In this connection, Chitraloka Mega Portal has given below a story about our former President APJ Abdul Kalam answered a questioner in an economic forum held at Philadelphia on March 22, 2008.

Sudeep might not have known about Kalam's answer in the forum, but Sudeep has just followed the way shown by Mr. Sathish Dhawan, the chief of ISRO.

'A Leader Should Know How to Manage Failure' (Former President of India APJ Abdul Kalam at Wharton India Economic forum , Philadelphia , March 22,2008)

Question: Could you give an example, from your own experience, of how leaders should manage failure?

Kalam: Let me tell you about my experience. In 1973 I became the project director of India 's satellite launch vehicle program, commonly called the SLV-3. Our goal was to put India "Rohini" satellite into orbit by 1980. I was given funds and human resources but was told clearly that by 1980 we had to launch the satellite into space. Thousands of people worked together in scientific and technical teams towards that goal. 
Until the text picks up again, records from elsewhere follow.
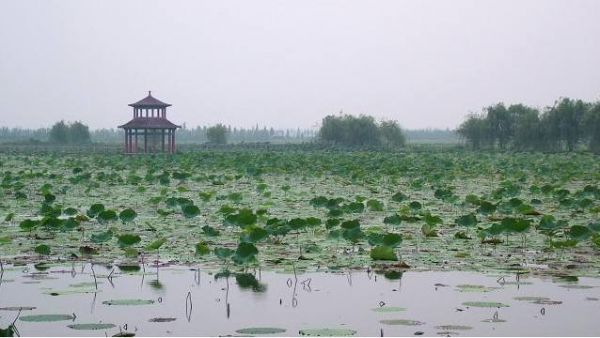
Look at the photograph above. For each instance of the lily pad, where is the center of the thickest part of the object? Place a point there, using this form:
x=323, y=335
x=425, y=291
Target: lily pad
x=388, y=309
x=405, y=322
x=162, y=320
x=484, y=304
x=91, y=326
x=453, y=327
x=576, y=286
x=530, y=298
x=327, y=332
x=46, y=318
x=473, y=288
x=261, y=331
x=128, y=302
x=17, y=308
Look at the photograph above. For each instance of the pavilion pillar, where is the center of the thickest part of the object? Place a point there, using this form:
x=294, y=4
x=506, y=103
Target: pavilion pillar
x=173, y=144
x=126, y=142
x=145, y=140
x=130, y=140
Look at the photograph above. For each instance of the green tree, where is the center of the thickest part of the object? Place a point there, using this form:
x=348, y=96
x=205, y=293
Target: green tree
x=391, y=134
x=360, y=131
x=527, y=134
x=566, y=120
x=59, y=133
x=500, y=124
x=217, y=134
x=591, y=123
x=78, y=133
x=475, y=130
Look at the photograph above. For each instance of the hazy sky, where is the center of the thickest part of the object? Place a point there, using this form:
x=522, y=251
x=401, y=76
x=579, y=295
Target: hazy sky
x=290, y=63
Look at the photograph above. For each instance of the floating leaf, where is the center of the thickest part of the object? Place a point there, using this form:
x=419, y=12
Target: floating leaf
x=386, y=309
x=102, y=237
x=383, y=253
x=203, y=249
x=127, y=215
x=190, y=210
x=392, y=240
x=406, y=322
x=128, y=302
x=46, y=318
x=107, y=216
x=42, y=249
x=260, y=331
x=327, y=332
x=129, y=239
x=453, y=327
x=162, y=320
x=91, y=326
x=155, y=245
x=484, y=304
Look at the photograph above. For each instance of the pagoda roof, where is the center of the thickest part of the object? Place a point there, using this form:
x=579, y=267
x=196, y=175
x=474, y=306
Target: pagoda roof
x=149, y=102
x=149, y=123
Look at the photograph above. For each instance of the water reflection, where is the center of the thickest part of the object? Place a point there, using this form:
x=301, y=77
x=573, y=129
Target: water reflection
x=295, y=301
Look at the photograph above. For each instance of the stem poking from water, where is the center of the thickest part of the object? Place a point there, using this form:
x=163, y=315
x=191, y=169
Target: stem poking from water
x=94, y=274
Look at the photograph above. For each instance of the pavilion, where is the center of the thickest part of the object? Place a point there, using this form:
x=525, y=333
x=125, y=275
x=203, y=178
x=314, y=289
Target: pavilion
x=150, y=123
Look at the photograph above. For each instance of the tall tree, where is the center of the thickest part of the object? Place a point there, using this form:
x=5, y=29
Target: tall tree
x=59, y=133
x=591, y=122
x=217, y=134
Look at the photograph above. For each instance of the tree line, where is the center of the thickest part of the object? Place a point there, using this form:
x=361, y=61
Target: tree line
x=361, y=131
x=567, y=125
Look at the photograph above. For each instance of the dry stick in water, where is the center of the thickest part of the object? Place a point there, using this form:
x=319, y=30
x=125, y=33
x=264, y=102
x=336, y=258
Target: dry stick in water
x=94, y=274
x=188, y=306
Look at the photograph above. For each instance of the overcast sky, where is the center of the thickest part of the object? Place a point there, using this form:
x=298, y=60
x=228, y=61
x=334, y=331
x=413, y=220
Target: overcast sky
x=290, y=63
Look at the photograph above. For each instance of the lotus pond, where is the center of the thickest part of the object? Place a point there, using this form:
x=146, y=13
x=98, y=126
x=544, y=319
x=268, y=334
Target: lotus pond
x=274, y=216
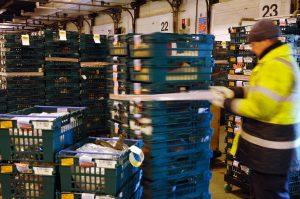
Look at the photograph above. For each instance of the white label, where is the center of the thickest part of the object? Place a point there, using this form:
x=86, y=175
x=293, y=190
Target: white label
x=87, y=196
x=108, y=164
x=116, y=84
x=239, y=59
x=235, y=163
x=85, y=159
x=269, y=8
x=22, y=168
x=239, y=83
x=248, y=59
x=42, y=125
x=97, y=38
x=174, y=52
x=137, y=39
x=116, y=39
x=25, y=40
x=43, y=171
x=115, y=68
x=115, y=75
x=62, y=35
x=165, y=25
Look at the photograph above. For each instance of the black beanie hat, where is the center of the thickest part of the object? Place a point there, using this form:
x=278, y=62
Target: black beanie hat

By 1979 -- I think the month was August -- we thought we were ready. As the project director, I went to the control center for the launch. At four minutes before the satellite launch, the computer began to go through the checklist of items that needed to be checked. One minute later, the computer program put the launch on hold; the display showed that some control components were not in order. My experts -- I had four or five of them with me -- told me not to worry; they had done their calculations and there was enough reserve fuel. So I bypassed the computer, switched to manual mode, and launched the rocket. In the first stage, everything worked fine. In the second stage, a problem developed. Instead of the satellite going into orbit, the whole rocket system plunged into the Bay of Bengal . It was a big failure.

That day, the chairman of the Indian Space Research Organization, Prof. Satish Dhawan, had called a press conference. The launch was at 7:00 am, and the press conference -- where journalists from around the world were present -- was at 7:45 am at ISRO's satellite launch range in Sriharikota [in Andhra Pradesh in southern India ]. Prof. Dhawan, the leader of the organization, conducted the press conference himself. He took responsibility for the failure -- he said that the team had worked very hard, but that it needed more technological support. He assured the media that in another year, the team would definitely succeed. Now, I was the project director, and it was my failure, but instead, he took responsibility for the failure as chairman of the organization.

The next year, in July 1980, we tried again to launch the satellite and this time we succeeded. The whole nation was jubilant. Again, there was a press conference. Prof. Dhawan called me aside and told me, "You conduct the press conference today."

I learned a very important lesson that day. When failure occurred, the leader of the organization owned that failure. When success came, he gave it to his team. The best management lesson I have learned did not come to me from reading a book; it came from that experience.